I can do better (or at least do) except pee standing up. I mean, I can do that too, but it ends very badly. I grew up with that mantra taught to me by a strong woman who is the center of my family, my Mom. She's the perfect combination of super capable but never insulted by door holding men. I yearn to be that balanced and perhaps I am.
So yesterday when my Dad was checking out the brake line leak and pinching it off enough to safely get it to the mechanic, he says "This one is easy to get to. Anyone could fix it." He was suggesting that I ask my cousin to do it rather than pay a non family member to do the work. Which is an excellent idea. I would rather give money to family than anyone else. Then I started thinking which can be dangerous.

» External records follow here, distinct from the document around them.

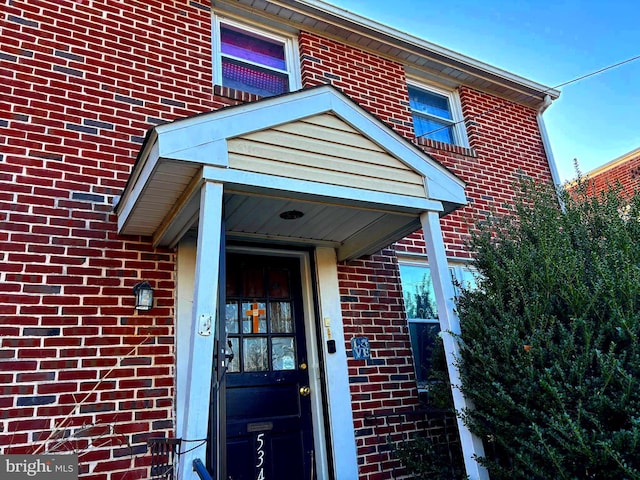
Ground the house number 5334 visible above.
[256,433,265,480]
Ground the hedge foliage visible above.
[458,182,640,480]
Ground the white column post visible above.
[420,211,489,480]
[178,182,223,480]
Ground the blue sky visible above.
[328,0,640,180]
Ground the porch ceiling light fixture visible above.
[133,282,153,311]
[280,210,304,220]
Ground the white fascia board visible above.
[324,95,467,205]
[156,86,466,205]
[202,166,444,214]
[156,88,337,158]
[584,148,640,178]
[115,138,160,232]
[282,0,560,99]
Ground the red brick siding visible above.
[396,87,553,258]
[0,0,215,480]
[338,249,418,479]
[299,32,413,138]
[0,0,550,480]
[587,154,640,197]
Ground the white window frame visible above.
[407,80,469,147]
[398,255,475,392]
[211,15,302,92]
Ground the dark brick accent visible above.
[160,98,186,108]
[7,15,40,28]
[115,95,144,107]
[18,395,56,407]
[23,328,60,337]
[0,52,18,62]
[82,118,115,130]
[53,65,84,77]
[22,285,62,294]
[71,192,104,203]
[53,50,85,62]
[189,1,211,12]
[65,123,98,135]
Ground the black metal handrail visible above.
[193,458,213,480]
[147,437,181,480]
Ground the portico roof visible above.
[115,85,466,260]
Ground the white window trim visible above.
[398,254,475,392]
[407,80,469,148]
[211,14,302,92]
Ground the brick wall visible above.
[586,153,640,197]
[338,249,418,479]
[0,0,550,480]
[396,87,553,259]
[0,0,215,480]
[299,32,413,138]
[300,33,552,480]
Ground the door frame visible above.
[175,238,358,480]
[224,245,331,479]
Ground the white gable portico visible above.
[116,86,484,479]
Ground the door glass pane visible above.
[409,322,446,386]
[242,302,267,333]
[271,337,296,370]
[269,302,293,333]
[242,338,269,372]
[269,269,290,298]
[242,267,266,298]
[226,337,240,373]
[225,302,239,333]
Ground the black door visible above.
[225,254,315,480]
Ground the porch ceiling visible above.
[116,86,465,259]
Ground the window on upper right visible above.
[408,83,467,147]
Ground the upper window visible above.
[214,20,298,97]
[400,260,475,389]
[408,85,466,146]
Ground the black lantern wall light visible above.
[133,282,153,311]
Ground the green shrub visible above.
[458,182,640,480]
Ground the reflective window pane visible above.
[409,87,453,120]
[413,114,455,144]
[242,338,269,372]
[225,337,240,373]
[222,58,289,97]
[269,302,293,333]
[271,337,296,370]
[242,267,265,298]
[242,302,267,333]
[409,322,446,385]
[220,25,287,70]
[269,269,290,298]
[225,302,239,333]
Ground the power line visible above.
[416,55,640,138]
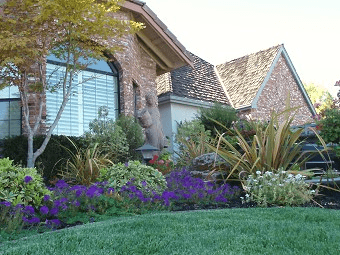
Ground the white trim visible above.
[158,95,214,108]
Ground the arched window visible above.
[46,56,119,136]
[0,86,21,139]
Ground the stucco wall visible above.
[251,55,312,125]
[159,97,212,152]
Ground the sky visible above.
[143,0,340,96]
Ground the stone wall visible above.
[248,55,313,125]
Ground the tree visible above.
[0,0,143,167]
[304,83,333,114]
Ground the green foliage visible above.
[2,135,88,181]
[244,170,315,207]
[0,158,50,206]
[116,114,144,160]
[209,109,307,178]
[148,150,175,175]
[175,119,211,166]
[317,108,340,143]
[196,103,238,137]
[98,161,166,191]
[0,204,24,234]
[61,137,113,186]
[0,0,144,167]
[85,107,129,163]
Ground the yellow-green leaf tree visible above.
[304,83,333,114]
[0,0,143,167]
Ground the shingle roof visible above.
[216,45,283,109]
[156,53,230,105]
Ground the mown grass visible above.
[0,208,340,255]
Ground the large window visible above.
[46,60,119,136]
[0,86,21,139]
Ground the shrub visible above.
[98,161,166,191]
[149,152,175,175]
[196,103,238,137]
[61,140,113,186]
[166,169,240,204]
[244,169,314,207]
[210,109,308,178]
[85,107,129,163]
[317,108,340,157]
[116,114,144,160]
[175,119,211,166]
[0,158,50,206]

If anyone can do it, why can't I?
I do most of the maintenance on my van already. It's my baby. Why shouldn't I take care of it? I have a brain. I'm good with problem solving. Don't get me wrong, my Dad does anything that I'm unsure of and looks over anything that could kill me. :) But Dad's never afraid to show me how to do something or suggest that I be self sufficient. Then again, my Dad is perfect anyhow... He wants me to do anything I want to and is willing to do anything I need. Yep, perfect.
Now the question is, will I have the courage to try to fix my own brake line today. I don't yet know the answer. I have the parts and the willingness to try. I think I will. At worst I'm sure I can find some way to use the experience for writing research. I'll let you know how that goes.